Thursday, December 18, 2008

"I HAVE HAD A HAPPY LIFE AND THANK THE LORD."

When I said I wanted to travel when I got older, I didn't necessarily mean Greyhound buses and forty dollar taxi-cabs. But it's moving, isn't it? Isn't that what we need to do? Move?

I finished my last exam at 12:25 this afternoon. 25 minutes after it began. Studying pays off.

My friend drove me to the Charlotte Greyhound bus station this afternoon and I found myself waiting amongst a large group of soldiers who were headed to New York. I finished up Into the Wild and watched people as they ate mini-pizzas and spilled colas on the floor. I kept to myself. Lately a lot of people have been telling me that I need to make more of an effort to meet people. It's scary. I don't like putting myself out there.

As much as I didn't like the main character in Into the Wild, I liked what he stood for. He had this grandiose idea that he could kill this megabeast inside his soul that was a slave to the corporate world. He was arrogant and rash and ill-prepared. But it's hard to argue that he wasn't passionate. Passionate and adventurous and reckless.

I was sitting on the bus and made a conscious effort to sit in a seat caddy-cornered from this mountain man. The term "mountain-man" isn't really fair. Most time it conjures up an image of a man with fur pelts and a full beard with leathery skin and squinty eyes. However, I just use the term when talking about disheveled guys with scruff. This guy was no different. He had a thick beard, ski cap, a couple of t-shirts and jackets layered one over the other, some khakis and hiking boots. Dirty fingernails. Dirty, disgusting fingernails. He was reading The Republic by Plato and eating Clif Bars. Just like every other guy on App State's campus. But he seemed nice.

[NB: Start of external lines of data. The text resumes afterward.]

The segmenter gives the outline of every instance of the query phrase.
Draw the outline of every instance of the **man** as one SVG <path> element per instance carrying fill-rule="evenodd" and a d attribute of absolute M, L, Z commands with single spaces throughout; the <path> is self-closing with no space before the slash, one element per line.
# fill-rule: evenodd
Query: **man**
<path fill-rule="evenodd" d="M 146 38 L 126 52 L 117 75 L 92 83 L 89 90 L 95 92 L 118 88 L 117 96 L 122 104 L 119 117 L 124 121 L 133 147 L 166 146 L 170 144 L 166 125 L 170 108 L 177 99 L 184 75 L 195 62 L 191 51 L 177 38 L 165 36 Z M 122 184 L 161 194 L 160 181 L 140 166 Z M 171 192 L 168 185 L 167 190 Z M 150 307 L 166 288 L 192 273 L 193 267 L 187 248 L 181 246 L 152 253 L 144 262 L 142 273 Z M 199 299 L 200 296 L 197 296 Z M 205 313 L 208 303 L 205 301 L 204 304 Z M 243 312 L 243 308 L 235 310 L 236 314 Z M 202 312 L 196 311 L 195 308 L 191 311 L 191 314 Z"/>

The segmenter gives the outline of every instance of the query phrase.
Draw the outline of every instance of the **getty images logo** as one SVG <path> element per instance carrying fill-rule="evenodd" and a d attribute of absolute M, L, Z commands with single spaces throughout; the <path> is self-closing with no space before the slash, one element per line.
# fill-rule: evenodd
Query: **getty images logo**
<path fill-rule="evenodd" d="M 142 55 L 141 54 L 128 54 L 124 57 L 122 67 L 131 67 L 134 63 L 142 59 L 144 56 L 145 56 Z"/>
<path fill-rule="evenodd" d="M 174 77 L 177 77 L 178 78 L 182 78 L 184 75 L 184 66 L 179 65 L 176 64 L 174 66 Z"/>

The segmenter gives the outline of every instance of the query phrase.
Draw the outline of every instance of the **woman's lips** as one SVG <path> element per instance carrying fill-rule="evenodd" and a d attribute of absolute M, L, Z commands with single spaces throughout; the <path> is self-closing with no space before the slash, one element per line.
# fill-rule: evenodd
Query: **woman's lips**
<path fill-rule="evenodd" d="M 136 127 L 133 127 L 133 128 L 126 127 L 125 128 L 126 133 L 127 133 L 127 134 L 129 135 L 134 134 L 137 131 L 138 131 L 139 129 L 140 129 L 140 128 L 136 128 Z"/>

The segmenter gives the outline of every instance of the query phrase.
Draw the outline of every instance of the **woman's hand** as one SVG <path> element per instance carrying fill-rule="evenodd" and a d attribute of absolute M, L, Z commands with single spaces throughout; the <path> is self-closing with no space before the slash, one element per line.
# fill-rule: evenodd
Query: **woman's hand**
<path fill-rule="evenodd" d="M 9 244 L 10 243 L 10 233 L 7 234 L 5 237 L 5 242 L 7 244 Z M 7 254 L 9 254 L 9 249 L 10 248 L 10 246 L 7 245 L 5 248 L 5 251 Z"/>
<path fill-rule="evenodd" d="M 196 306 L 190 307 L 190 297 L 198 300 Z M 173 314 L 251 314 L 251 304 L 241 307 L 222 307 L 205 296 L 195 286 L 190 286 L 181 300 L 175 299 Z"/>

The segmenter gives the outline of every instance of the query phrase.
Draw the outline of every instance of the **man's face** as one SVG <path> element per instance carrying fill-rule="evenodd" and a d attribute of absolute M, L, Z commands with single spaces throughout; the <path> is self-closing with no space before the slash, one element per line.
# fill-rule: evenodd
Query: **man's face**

And he was really, really good looking.

He struck up conversation, but his voice was suspiciously low. A mumble almost. We talked about our final destinations and the plans we had upon arriving home. I discovered he had simply been traveling by bus for the past several days. I asked if there was any particular place he wanted to stop and he just laughed. He talked about how he would be spending time with a friend in Asheville for a few days before heading on to Atlanta to find a job. His plans weren't definite. He was wandering.

He asked me where I was headed and if I liked living in Indianapolis. My responses just sounded chirpy. I was nervous to be talking with someone I didn't know. Critiques of my sentences kept running through my head and I was fully aware of every movement my body made. On the other hand, he seemed really calm. I envy people like that. He introduced himself as Shawn (Sean? Shaun? I'll never know.) and preceded to give one of the wimpiest handshakes I've ever come across. That or maybe I just gripped his hand too tightly.

Our conversation was interrupted when the older gentleman directly in front of me, who was reading Breaking Dawn, reclined his chair all the way back forcing me to scoot closer to the window. Every so often the mountain-man and I caught each other's eyes, but the man in front of me refused to budge, squashing all hopes of finishing a pleasant conversation. I had planned on saying something along the lines of, "Good luck in Atlanta!" when we got off the bus, but my taxi was waiting for me.

So here I sit, five hours until I come home, wondering his last name, trying to draw similiarities between Shawn's (Sean's? Shaun's? I'll never know.) life and that of Chris McCandless, glad that I finally talked to someone. People are now flooding into the lobby which means it's time to check my bags. Perhaps I'll have another opportunity to talk to someone else. But two people in one day? Let's not get carried away.


"On the other side of the page, which was blank, McCandless penned a brief adios" 'I HAVE HAD A HAPPY LIFE AND THANK THE LORD. GOODBYE AND MAY GOD BLESS ALL!'
Then he crawled into the sleeping bag his mother had sewn for him and slipped into unconsciousness. He probably died on August 18, 112 days after he'd walked into the wild, 19 days before 6 Alaskans would happen across the bus and discover his body inside.
One of his last acts was to take a picture of himself, standing near the bus under the high Alaska sky, one hand holding his final note toward the camera lens, the other raised in a brave, beatific farewell. He face was horribly emaciated, almost skeletal. But if he pitied himself in those last difficult hours--because he was so young, because he was so alone, because his body had betrayed him and his will had let him down--it's not apparent from the photograph. He is smiling in the picture, and there is no mistaking the look in his eyes: Chris McCandless was at peace, serene as a monk gone to God."